Keep in mind, I'm no professional preschool educator, I did some work in a daycare during University, but most of that time was spent with some of the older ones... but that's what I think the goal is with that age group... I'm sure someone will correct me if I'm wrong.
Under 2's are still learning through their senses. So anything that involves moving, touching, listening, or looking is pretty well received. D is right--you should avoid academics.
But they love to sing, dance, read a story, or explore things. Show them science stuff like rocks, water, leaves, pinecones.
Keep them safe. I suggest a good textbook on child development. Or, look up a development page to review what each age is doing. I like the under 2's as they are pretty happy with whatever you do with them. One of my favorite activities is to look in the teacher cupboard, and put out a variety of "things" to explore. Try putting out muffin tins, small balls, cotton puffs, and spoons, and let them explore. You will all be laughing soon.
Jun 12, 2010
Just engage them and play with them rather than asking them academic questions. I remember when they put me in the sensory room with a bunch of 1-2 year olds and we played with different shaped balls and I sang a tune about how the ball was under the table, on the table, on my head...they really liked that and even imitated my movements with their balls.
Those kids might not have spoken because they did not really know you or perhaps because of their language abilities. All in all I think that if you are put in a position where you are with the younger kids, sing a song, play with them, just engaging them and activily observing rather than just "babysitting" gives you a big plus in any preschool hiring. Observe what they are doing and try to do a spinoff of that rather than introducing completly different. Just have fun
Lots of songs...music works so well with this age.

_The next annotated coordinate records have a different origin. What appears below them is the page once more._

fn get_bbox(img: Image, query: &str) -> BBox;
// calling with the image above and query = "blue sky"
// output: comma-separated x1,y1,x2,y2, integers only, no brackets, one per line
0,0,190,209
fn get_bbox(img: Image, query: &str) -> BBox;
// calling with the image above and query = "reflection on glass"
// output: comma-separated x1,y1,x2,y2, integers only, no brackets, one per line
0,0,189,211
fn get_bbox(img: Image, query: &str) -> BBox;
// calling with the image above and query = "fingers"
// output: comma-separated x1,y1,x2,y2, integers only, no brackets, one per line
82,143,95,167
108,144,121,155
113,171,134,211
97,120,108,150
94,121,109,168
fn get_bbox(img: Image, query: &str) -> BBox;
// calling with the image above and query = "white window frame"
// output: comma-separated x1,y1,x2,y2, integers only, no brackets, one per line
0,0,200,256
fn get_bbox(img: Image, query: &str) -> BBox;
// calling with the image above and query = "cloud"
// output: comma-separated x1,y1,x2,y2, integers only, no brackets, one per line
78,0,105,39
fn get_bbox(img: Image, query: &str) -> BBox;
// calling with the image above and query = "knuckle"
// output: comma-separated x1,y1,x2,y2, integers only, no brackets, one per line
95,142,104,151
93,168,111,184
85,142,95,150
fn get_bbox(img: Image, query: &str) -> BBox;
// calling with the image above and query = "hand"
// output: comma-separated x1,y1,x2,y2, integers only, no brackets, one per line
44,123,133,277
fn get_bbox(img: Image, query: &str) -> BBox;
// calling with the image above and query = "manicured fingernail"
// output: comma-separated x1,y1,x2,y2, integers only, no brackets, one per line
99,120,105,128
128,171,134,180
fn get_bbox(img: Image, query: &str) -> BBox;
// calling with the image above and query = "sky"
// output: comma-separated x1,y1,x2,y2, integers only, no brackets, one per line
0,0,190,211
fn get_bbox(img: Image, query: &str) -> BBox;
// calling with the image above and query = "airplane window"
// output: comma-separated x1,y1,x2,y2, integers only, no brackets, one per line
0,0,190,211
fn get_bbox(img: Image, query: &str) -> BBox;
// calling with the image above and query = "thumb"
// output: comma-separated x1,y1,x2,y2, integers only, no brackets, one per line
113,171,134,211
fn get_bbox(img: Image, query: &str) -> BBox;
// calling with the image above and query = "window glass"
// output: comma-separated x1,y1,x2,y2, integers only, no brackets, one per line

I worked in a daycare centre and started in the 3-year-old room. After a year they moved me to the infant room and I was terrified. I had NO idea what to do with them, and the children couldn't tell me with words. Once I started to make connections with the children and earn their trust I fell deeply in love with all of them. Children this age need strong relationships with their adult caregivers. Sing, hug, laugh, touch - communicate through their senses. They are a wonderful group to work with, and no one talks back!!